10.Geraniin attenuates isoproterenol-induced cardiac hypertrophy by inhibiting inflammation, oxidative stress and cellular apoptosis
Jiaqi DING ; Shenjie ZHANG ; Qi LI ; Boyu XIA ; Jingjing WU ; Xu LU ; Chao HUANG ; Xiaomei YUAN ; Qingsheng YOU
The Korean Journal of Physiology and Pharmacology 2025;29(3):307-319
Geraniin, a polyphenol derived from the fruit peel of Nephelium lappaceum L., has been shown to possess anti-inflammatory and antioxidant properties in the cardiovascular system. The present study explored whether geraniin could protect against an isoproterenol (ISO)-induced cardiac hypertrophy model. Mice in the ISO group received an intraperitoneal injection of ISO (5 mg/kg) once daily for 9 days, and the administration group were injected with ISO after 5 days of treatment with geraniin or spironolactone. Potential therapeutic effects and related mechanisms analysed by anatomical coefficients, histopathology, blood biochemical indices, reverse transcription-PCR and immunoblotting. Geraniin decreased the cardiac pathologic remodeling and myocardial fibrosis induced by ISO, as evidenced by the modifications to anatomical coefficients, as well as the reduction in collagen I/III á1mRNA and protein expression and cross-sectional area in hypertrophic cardiac tissue.

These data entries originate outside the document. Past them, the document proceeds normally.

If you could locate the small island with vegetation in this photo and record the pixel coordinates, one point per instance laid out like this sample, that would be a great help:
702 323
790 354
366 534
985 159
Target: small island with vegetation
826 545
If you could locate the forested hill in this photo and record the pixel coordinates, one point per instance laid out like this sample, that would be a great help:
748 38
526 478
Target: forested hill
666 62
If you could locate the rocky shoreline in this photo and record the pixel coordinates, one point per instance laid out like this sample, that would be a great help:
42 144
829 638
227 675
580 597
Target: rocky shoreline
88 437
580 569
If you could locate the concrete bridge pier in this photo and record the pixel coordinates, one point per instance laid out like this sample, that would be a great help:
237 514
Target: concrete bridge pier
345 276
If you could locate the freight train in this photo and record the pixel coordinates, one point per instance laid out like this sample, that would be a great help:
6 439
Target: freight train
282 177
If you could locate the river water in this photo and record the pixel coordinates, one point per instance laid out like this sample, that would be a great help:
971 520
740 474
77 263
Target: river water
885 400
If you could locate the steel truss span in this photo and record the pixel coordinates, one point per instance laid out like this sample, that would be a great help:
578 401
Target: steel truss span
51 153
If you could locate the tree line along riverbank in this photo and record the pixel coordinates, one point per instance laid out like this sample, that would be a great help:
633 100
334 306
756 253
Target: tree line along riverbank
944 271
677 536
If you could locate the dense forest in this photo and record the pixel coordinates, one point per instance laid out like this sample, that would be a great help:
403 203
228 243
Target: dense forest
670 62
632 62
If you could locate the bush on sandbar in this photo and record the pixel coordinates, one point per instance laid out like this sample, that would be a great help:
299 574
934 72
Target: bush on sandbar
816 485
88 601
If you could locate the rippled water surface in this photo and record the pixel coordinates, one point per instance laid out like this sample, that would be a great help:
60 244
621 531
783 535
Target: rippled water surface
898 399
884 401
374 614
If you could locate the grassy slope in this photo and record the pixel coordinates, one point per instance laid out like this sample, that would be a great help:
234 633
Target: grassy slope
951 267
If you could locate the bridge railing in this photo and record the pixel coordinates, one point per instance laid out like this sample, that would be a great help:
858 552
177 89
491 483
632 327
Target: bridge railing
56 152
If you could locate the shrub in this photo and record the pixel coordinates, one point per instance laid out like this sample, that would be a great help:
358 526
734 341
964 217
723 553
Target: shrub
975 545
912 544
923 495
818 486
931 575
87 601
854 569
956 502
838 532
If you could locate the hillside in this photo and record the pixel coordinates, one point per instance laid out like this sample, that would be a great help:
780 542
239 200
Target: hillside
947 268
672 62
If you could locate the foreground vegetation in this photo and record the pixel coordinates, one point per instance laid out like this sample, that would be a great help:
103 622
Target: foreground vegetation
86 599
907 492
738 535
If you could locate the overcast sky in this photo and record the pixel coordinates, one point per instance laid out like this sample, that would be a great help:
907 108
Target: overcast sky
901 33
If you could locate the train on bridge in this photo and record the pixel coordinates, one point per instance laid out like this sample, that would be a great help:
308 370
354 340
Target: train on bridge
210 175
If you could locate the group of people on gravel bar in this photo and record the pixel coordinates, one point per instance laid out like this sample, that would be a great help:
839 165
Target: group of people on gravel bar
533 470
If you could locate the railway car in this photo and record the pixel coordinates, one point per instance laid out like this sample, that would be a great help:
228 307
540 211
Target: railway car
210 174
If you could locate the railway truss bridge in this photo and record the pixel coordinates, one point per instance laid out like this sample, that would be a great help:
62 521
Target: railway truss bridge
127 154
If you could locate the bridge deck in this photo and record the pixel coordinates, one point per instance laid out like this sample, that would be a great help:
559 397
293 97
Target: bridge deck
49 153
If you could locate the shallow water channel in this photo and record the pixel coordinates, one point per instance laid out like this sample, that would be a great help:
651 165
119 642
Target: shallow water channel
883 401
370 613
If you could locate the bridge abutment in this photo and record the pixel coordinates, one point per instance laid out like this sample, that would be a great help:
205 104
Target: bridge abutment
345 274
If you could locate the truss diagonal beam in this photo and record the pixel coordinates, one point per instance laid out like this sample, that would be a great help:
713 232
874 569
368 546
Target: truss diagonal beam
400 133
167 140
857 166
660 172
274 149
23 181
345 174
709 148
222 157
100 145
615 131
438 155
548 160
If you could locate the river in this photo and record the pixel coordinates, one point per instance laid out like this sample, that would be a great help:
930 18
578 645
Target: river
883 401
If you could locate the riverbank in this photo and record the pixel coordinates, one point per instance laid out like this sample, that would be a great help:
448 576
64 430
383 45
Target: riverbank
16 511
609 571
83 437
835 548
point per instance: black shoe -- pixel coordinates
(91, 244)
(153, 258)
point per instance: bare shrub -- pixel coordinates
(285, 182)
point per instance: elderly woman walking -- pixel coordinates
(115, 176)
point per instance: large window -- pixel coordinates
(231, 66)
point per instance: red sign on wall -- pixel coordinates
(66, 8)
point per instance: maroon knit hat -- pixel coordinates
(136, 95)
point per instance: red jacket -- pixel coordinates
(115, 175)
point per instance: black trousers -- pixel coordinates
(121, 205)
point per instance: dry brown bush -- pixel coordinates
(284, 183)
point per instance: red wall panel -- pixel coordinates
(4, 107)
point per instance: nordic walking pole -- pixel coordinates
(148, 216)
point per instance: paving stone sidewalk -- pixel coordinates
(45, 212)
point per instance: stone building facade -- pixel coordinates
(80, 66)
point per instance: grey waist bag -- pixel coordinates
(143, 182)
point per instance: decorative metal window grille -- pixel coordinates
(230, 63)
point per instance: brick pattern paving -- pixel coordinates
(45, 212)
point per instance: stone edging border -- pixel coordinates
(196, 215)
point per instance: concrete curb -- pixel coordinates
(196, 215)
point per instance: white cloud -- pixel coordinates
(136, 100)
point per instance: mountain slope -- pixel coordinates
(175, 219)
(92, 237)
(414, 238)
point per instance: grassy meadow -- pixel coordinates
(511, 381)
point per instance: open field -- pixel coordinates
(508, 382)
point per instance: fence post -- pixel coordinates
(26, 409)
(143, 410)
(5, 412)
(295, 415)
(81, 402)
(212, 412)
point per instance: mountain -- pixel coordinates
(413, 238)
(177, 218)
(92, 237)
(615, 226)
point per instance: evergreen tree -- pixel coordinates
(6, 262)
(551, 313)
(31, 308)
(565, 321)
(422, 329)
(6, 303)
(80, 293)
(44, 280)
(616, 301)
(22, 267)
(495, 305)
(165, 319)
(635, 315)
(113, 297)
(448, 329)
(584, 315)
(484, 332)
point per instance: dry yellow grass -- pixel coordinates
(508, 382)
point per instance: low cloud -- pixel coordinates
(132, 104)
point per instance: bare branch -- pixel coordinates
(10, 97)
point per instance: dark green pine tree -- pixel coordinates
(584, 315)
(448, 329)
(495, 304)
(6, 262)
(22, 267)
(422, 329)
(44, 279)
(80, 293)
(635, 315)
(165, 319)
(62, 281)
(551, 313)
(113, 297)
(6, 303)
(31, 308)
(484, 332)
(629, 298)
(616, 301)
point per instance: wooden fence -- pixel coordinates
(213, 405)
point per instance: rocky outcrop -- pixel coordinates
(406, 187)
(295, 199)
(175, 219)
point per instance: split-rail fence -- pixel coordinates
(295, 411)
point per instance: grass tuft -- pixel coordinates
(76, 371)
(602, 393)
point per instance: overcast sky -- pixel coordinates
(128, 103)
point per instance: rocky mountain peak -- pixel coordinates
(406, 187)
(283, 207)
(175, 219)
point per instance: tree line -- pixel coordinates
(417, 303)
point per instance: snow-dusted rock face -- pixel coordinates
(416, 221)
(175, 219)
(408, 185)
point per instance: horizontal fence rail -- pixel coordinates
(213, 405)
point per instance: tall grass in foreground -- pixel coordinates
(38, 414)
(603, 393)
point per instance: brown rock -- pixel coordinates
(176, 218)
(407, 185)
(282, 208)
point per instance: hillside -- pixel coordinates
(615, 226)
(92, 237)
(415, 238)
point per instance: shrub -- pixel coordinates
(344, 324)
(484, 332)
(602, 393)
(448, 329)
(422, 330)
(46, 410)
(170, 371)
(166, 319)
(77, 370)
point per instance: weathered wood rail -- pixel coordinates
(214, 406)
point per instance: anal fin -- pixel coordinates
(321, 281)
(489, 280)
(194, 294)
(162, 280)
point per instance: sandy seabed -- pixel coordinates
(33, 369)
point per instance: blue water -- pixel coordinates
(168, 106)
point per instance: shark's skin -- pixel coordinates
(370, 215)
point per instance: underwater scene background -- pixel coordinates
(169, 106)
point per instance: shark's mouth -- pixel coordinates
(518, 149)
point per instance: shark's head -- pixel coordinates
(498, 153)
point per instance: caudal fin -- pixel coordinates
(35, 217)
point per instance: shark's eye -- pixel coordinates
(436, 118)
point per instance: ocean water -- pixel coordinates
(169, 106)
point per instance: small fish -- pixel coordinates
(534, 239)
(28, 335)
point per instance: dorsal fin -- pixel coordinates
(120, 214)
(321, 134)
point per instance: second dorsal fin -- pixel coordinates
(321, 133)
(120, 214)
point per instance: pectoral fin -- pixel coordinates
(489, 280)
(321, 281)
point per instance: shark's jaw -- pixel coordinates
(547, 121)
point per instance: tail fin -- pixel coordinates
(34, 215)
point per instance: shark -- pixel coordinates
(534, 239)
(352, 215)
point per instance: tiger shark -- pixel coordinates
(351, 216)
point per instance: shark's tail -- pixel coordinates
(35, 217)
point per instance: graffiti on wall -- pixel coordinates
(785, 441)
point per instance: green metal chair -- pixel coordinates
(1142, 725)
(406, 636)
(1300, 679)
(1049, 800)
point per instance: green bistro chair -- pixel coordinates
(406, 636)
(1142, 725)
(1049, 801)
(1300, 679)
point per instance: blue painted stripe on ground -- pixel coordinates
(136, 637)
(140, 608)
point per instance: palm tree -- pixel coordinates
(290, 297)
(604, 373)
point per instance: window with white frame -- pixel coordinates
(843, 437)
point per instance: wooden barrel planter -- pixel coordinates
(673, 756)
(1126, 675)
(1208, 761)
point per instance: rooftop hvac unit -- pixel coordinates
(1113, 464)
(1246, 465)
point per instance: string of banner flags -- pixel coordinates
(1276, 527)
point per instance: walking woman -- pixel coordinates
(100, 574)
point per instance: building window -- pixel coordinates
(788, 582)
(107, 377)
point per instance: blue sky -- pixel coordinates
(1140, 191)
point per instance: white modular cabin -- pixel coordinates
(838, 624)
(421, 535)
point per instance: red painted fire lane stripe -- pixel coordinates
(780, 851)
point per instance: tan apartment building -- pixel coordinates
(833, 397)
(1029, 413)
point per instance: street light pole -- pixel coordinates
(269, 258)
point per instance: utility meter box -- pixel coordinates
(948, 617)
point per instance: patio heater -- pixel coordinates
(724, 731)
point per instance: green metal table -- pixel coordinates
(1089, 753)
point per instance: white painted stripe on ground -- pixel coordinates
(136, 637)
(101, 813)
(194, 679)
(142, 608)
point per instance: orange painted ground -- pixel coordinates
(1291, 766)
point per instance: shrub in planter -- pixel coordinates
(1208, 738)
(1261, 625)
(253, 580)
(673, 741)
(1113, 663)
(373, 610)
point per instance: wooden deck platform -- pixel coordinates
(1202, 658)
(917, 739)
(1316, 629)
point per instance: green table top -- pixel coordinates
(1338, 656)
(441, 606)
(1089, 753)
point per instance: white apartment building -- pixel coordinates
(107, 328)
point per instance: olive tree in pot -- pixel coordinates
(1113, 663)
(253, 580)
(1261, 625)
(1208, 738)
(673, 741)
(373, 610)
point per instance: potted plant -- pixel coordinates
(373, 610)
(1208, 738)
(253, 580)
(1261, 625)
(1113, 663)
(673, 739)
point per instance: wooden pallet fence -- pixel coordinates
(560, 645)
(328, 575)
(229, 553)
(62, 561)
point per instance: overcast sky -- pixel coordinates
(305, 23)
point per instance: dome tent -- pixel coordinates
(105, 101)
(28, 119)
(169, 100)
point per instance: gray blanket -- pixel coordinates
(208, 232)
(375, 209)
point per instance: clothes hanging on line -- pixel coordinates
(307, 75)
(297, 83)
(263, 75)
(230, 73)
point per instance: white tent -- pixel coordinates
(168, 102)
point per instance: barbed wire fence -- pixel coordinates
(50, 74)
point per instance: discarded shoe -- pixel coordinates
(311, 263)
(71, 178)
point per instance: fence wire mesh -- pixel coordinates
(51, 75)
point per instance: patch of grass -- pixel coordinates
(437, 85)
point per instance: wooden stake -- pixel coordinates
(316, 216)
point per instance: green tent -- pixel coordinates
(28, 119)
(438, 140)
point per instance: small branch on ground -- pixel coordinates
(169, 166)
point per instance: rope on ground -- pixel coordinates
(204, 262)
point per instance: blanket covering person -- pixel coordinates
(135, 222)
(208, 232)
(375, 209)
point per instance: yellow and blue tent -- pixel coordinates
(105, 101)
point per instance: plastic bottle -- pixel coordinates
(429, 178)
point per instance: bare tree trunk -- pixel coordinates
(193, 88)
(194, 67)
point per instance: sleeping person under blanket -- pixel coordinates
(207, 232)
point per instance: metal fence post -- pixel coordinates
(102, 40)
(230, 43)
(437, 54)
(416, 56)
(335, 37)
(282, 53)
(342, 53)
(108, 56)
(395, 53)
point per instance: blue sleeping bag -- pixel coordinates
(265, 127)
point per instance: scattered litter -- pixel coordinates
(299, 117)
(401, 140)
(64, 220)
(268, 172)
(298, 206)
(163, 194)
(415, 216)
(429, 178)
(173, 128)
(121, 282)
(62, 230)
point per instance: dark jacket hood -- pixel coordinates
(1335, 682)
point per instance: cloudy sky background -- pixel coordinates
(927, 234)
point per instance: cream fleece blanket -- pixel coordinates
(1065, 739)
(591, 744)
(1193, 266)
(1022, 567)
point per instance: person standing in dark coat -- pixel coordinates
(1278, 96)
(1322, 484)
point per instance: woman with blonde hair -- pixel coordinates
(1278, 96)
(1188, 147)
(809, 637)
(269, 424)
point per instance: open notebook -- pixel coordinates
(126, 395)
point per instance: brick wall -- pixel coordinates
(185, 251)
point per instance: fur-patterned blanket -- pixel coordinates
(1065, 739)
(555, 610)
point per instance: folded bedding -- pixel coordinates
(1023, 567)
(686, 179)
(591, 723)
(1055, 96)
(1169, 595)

In addition, geraniin treatment reduced ISO-induced increase in the mRNA and protein expression levels of interleukin (IL)-6, IL-1β and tumor necrosis factor-α, whereas ISO-induced IL-10 showed the opposite behaviour in hypertrophic cardiac tissue.Further analysis showed that geraniin partially reversed the ISO-induced increase in malondialdehyde and nitric oxide, and the ISO-induced decrease in glutathione, superoxide dismutase and glutathione. Furthermore, it suppressed the ISO-induced cellular apoptosis of hypertrophic cardiac tissue, as evidenced by the decrease in Bcell lymphoma-2 (Bcl-2)-associated X/caspase-3/caspase-9 expression, increase in Bcl-2 expression, and decrease in TdT-mediated dUTP nick-end labeling-positive cells.These findings suggest that geraniin can attenuate ISO-induced cardiac hypertrophy by inhibiting inflammation, oxidative stress and cellular apoptosis.